CONTRE-RÉFORME CATHOLIQUE

Pendant ce temps, dans l’Église, la sainteté n’avait jamais tari. De nombreux saints opéraient la vraie réforme, celle des pensées, des cœurs et des mœurs, en corrigeant les abus et en instaurant de nouveaux ordres religieux fervents et efficaces. Commencé dès le début du siècle avec les théatins de saint Gaétan et les ursulines de sainte Angèle Mérici, le mouvement s’amplifie après le terrible châtiment du sac de Rome par les troupes impériales en 1527. Saint Antoine-Marie Zaccaria fonde les barnabites et saint Jérôme-Émilien les somasques. À Montmartre en 1534, Ignace de Loyola et ses premiers disciples font le vœu de «  donner jusqu’à leur propre vie   » pour travailler «  à la plus grande gloire de Dieu et au salut des âmes   ». En 1556, à la mort de saint Ignace, les jésuites seront plus de mille, cinq mille en 1581 et treize mille en 1615. Ouvrant partout collèges et missions, ils seront les meilleurs artisans de la Renaissance catholique.

La Contre-Réforme hiérarchique venant du pape et des évêques allait bientôt seconder et amplifier prodigieusement cette Contre-Réforme spontanée. Le Concile de Trente (1545-1563), par son œuvre monumentale à la fois doctrinale et disciplinaire, infuse un sang nouveau dans tout le corps de l’Église. L’hérésie protestante est condamnée, la doctrine catholique lumineusement précisée, la réforme de l’Église «  in capite et in membris   » fermement décidée.

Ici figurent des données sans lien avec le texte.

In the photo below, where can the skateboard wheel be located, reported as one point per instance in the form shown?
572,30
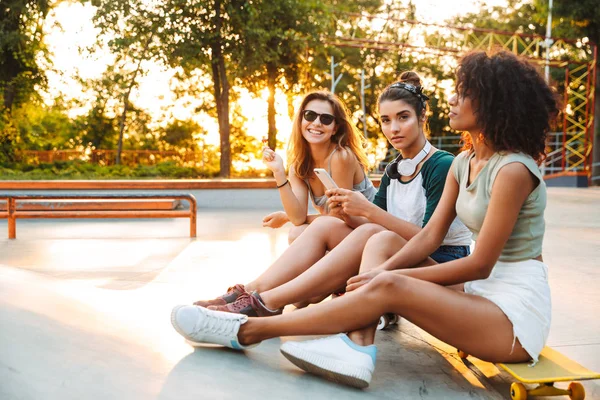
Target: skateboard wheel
576,391
383,322
518,391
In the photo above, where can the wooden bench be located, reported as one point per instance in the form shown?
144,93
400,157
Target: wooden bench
123,206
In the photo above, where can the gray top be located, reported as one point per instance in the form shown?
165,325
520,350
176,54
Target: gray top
525,241
365,187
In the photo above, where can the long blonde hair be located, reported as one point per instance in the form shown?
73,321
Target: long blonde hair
346,135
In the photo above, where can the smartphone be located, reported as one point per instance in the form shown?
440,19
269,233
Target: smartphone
327,180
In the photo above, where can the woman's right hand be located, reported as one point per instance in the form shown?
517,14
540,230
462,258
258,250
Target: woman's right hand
272,160
275,220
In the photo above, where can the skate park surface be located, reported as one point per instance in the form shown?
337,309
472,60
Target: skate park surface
85,310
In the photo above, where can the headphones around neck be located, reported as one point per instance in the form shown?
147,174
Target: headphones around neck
407,166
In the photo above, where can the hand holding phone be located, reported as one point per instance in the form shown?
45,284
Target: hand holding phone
325,178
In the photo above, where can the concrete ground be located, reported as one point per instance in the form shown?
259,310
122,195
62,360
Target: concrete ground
85,306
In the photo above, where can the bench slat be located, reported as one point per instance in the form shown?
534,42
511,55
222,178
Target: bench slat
103,214
86,205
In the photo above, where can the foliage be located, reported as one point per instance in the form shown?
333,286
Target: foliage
21,47
83,170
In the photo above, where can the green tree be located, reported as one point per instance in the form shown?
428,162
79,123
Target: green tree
201,35
21,45
129,28
277,38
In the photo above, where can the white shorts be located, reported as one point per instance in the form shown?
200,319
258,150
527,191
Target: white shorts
521,291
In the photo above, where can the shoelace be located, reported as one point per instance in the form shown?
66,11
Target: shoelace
241,302
216,324
235,288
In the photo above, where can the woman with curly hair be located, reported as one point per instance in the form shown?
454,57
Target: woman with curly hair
322,137
494,304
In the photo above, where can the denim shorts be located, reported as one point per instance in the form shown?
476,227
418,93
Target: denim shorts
448,253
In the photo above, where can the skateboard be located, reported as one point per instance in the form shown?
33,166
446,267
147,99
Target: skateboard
552,367
386,320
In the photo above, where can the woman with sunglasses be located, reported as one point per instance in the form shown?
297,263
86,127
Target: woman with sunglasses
328,253
322,137
494,304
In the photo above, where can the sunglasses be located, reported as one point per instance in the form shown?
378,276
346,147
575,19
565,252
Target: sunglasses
310,116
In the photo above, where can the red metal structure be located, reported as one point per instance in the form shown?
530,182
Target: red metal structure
570,151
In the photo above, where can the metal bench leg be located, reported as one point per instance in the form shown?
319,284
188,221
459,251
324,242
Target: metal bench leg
12,222
193,215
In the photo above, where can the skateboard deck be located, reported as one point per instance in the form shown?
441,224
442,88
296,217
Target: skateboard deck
552,367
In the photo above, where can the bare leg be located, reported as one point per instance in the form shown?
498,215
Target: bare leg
328,274
471,323
322,235
295,232
379,248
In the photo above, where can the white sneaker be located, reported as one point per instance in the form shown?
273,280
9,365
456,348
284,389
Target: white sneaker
335,357
200,325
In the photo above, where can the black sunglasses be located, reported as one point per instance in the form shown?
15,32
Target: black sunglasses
310,116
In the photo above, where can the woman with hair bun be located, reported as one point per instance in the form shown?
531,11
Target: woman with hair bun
329,251
494,304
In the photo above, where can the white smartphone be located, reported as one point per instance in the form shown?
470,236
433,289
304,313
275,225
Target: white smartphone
327,180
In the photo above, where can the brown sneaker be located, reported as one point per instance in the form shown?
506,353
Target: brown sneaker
249,304
232,294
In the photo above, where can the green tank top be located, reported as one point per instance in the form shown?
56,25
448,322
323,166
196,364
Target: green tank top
525,241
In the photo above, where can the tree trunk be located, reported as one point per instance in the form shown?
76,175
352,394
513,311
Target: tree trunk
221,93
595,179
122,128
271,83
126,100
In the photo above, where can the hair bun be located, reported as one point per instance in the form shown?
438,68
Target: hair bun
410,77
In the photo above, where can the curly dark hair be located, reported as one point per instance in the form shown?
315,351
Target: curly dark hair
514,106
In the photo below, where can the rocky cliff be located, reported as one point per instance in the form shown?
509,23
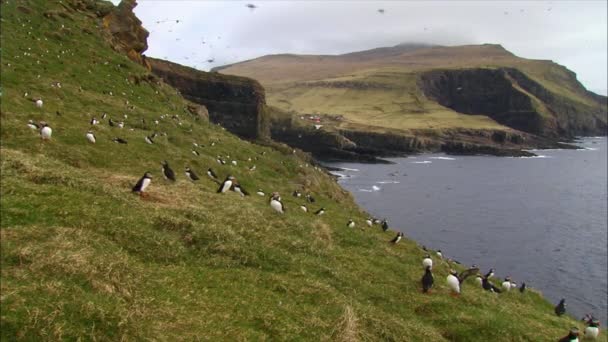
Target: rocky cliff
237,103
513,99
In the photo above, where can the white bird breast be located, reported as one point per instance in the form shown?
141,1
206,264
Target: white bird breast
46,132
276,205
227,185
91,137
145,184
453,283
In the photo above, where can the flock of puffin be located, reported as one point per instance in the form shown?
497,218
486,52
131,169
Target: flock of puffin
454,279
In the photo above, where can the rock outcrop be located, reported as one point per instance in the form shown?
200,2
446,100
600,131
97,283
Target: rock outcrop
513,99
237,103
127,34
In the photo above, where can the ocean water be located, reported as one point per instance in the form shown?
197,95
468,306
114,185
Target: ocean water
541,220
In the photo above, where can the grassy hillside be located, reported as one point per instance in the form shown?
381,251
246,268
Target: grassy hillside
84,258
380,88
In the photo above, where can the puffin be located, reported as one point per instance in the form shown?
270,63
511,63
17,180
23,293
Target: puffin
191,175
31,124
226,184
276,204
397,238
142,183
453,283
119,141
90,137
167,171
427,280
506,285
592,330
45,131
211,174
522,288
384,225
571,337
427,261
560,309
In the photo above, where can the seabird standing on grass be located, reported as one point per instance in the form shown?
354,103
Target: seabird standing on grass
226,184
427,280
560,309
191,175
427,261
453,282
397,238
275,203
571,337
90,137
384,225
211,174
167,172
143,183
45,131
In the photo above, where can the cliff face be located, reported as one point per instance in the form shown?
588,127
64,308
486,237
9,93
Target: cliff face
513,99
127,34
237,103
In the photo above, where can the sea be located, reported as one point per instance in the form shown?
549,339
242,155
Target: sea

Saint Pie V fut le plus grand des papes qui désormais allaient la mettre en œuvre. De 1566 à 1572 il réussit à publier le catéchisme, le bréviaire et le missel romains et à organiser la grande Croisade qui sauva la Chrétienté par la victoire de Lépante (1571). De saints évêques appliquent fidèlement les décrets tridentins. Nommé à Milan, saint Charles Borromée donne l’exemple de la résidence, réunit un concile provincial et fonde des séminaires. Saint Barthélemy des Martyrs à Braga, saint Thomas de Villeneuve en Espagne ou saint Alphonse Turibe à Lima, à qui il faut cinq ans pour accomplir à pied, dans la neige, la visite pastorale de son diocèse des Andes, tous appliquent le même programme qui produit partout les mêmes fruits de conversion et de grâce. Des théologiens prestigieux comme saint Robert Bellarmin ou saint Pierre Canisius, apôtre de l’Allemagne, mènent victorieusement la controverse et stoppent les progrès de l’hérésie. L’Italie voit s’épanouir alors une multitude de saints.

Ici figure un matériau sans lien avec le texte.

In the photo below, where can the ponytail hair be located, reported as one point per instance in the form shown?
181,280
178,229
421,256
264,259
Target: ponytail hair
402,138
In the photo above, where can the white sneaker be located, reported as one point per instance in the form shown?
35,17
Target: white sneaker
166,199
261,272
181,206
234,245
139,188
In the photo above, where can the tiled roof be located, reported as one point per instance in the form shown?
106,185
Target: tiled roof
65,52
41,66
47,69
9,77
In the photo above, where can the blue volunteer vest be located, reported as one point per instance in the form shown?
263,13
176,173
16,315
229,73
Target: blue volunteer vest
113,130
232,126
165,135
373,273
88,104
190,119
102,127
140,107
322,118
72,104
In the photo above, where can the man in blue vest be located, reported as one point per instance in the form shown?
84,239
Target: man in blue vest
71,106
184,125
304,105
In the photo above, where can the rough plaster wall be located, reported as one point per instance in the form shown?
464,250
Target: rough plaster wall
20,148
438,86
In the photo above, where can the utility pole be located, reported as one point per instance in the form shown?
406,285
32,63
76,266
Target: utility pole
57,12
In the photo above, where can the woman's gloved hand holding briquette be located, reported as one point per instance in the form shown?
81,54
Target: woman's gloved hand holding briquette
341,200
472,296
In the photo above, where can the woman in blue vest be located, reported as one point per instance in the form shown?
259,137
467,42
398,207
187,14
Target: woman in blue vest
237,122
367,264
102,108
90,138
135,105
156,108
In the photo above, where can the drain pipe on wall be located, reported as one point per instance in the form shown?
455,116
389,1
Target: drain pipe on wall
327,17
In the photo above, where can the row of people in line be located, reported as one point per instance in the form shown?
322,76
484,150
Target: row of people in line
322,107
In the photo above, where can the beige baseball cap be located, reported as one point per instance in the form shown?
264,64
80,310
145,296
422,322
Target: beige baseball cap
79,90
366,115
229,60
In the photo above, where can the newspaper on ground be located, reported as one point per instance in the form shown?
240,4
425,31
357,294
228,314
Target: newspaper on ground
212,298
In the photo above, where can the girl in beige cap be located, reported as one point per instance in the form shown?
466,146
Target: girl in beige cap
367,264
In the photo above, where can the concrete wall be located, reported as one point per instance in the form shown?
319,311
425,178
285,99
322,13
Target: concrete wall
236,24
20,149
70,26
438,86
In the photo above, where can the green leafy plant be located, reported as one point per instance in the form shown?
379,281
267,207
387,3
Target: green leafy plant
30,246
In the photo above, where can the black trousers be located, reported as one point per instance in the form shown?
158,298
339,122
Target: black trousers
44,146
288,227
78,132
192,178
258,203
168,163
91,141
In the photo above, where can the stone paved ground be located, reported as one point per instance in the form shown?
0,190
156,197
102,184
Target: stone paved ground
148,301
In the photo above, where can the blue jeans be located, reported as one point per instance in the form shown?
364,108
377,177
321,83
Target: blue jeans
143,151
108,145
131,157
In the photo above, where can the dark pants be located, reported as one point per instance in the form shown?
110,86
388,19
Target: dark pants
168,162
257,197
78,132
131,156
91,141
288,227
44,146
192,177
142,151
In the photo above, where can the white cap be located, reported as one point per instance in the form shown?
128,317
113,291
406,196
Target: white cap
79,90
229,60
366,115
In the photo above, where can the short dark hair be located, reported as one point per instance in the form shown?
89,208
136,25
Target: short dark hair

En Espagne et au Portugal, grâce à l’aide de souverains qui lui sont tout dévoués, l’Église connaît alors son apogée. Saint Jean de Dieu et ses frères se dévouent aux malades  ; sainte Thérèse d’Avila et saint Jean de la Croix réforment le Carmel, et composent les plus purs chefs-d’œuvre de la mystique universelle. C’est aussi le grand siècle des missionnaires. Aux Indes, saint François-Xavier convertit par milliers les pauvres pêcheurs de perles du cap Comorin au point «  d’avoir les bras fatigués à force de baptiser   ». Il fonde l’héroïque mission du Japon, «  le florissant jardin de Dieu   » qui comptera, dès 1565, cent cinquante mille chrétiens, avant de mourir seul et épuisé aux portes de la Chine. Des centaines de missionnaires l’imiteront  : les saint Pierre Claver, saint Louis Bertrand ou saint François Solano.

L’Angleterre donne alors à l’Église ses plus prestigieux martyrs  : saint John Fisher, les Chartreux de Londres et saint Thomas More sous Henri VIII, saint Edmond Campion et Henry Walpole repartis de France soutenir les catholiques fidèles lors des persécutions d’Élisabeth.